Mike Fromowitz, a respected and beloved gentleman of advertising who contributed to a surge of Hong Kong creativity starting in the 1980s, died in Canada on June 8.
Fromowitz, along with Michael Ball and Mike Chu (both members of our Hall of Fame), formed The Ball Partnership in 1986, and as Fromowitz himself wrote for Campaign Asia-Pacific's 40-year anniversary celebration in 2013, the agency quickly achieved great things:
Two years later, the company was winning awards around the globe, adding major new business and being declared by its peers as 'one of the world’s most creative agency brands'. In 1989, the Hong Kong office was named Advertising Age’s International Agency of the Year (runner up)—a first for Asia. It brought the agency more recognition worldwide. That, along with great creative work being done in Singapore and several other regional offices under the leadership of Neil French, made The Ball Partnership one of Asia’s legendary ad agencies.
Fromowitz later led a renaissance at Bates and then moved to Batey Ads, both in Hong Kong, before taking a regional role with TBWA in Singapore. He later left the region to join BBDO in New York and then returned to his native Toronto, where he spent several years with Mantra Partners and then Enthnicity Matters before retiring.
Fromowitz continued to contribute to Campaign Asia-Pacific for many years after leaving Asia, penning a great many no-nonsense opinions that championed the importance of creativity—and bemoaned those who would fail to recognise and honour its power. To this day, a post he wrote in 2013 about cultural blunders persistently hovers in the upper reaches of our traffic reports.
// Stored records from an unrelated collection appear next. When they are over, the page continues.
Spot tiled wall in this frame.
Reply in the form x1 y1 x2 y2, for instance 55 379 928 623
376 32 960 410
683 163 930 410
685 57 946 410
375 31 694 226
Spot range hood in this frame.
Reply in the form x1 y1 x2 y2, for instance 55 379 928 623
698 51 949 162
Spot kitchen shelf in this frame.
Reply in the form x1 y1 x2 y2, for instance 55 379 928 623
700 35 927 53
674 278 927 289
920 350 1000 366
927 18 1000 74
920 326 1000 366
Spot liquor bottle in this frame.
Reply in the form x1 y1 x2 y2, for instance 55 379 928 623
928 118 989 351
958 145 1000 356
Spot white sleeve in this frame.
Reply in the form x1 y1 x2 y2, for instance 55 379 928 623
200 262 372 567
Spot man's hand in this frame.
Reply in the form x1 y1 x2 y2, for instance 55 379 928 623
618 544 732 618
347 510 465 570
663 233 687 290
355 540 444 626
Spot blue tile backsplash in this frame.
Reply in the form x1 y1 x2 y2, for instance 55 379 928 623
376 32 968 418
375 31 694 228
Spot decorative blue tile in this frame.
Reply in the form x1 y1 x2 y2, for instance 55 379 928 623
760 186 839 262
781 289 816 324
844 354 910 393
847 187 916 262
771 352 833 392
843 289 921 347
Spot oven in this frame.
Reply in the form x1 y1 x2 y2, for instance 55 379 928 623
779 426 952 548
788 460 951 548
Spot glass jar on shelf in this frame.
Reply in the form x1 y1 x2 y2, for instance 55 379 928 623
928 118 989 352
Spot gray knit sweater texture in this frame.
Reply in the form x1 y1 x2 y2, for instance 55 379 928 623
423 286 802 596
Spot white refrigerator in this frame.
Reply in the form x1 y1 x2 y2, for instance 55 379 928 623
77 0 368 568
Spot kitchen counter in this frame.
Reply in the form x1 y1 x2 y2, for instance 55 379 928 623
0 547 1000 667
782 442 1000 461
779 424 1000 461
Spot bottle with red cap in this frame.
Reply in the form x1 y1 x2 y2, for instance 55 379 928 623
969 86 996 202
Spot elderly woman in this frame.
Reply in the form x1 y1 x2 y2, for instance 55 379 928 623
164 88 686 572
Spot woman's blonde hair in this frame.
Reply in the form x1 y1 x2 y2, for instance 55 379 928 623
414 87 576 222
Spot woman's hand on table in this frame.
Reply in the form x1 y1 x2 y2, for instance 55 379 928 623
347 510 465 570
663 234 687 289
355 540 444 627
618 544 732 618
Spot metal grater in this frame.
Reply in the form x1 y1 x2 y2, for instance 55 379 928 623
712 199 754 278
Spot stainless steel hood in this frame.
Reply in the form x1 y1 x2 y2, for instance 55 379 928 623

As with all good leaders, Fromowitz's greatest legacy will be those he inspired and mentored, as well as the generations of creatives that those people will inspire and mentor in turn. One such person is Chris Kyme, a longtime Hong Kong adman himself. Kyme has written a fine and detailed tribute to Fromowitz in his regular column for Campaign Brief Asia (which is not related to Campaign Asia-Pacific). In the piece, Kyme quotes many of the other people Fromowitz touched and shows some of his work. I highly recommend reading it.
Personal note: I only knew Mike virtually, as the editor of his missives starting when I joined Campaign Asia-Pacific in 2012. The silliness of the notion that I, as a complete newbie to the ad industry at the time, was critiquing the copy and wisdom of such a legend did not escape me. But Mike was never anything but perfectly gracious and collaborative. As Kyme's piece makes clear, that was Mike's way with everyone. I'll remember him fondly, and will only regret that I never got the chance to have a drink with him in person. RIP, Mike.
Matthew MIller is Campaign Asia-Pacific's managing editor.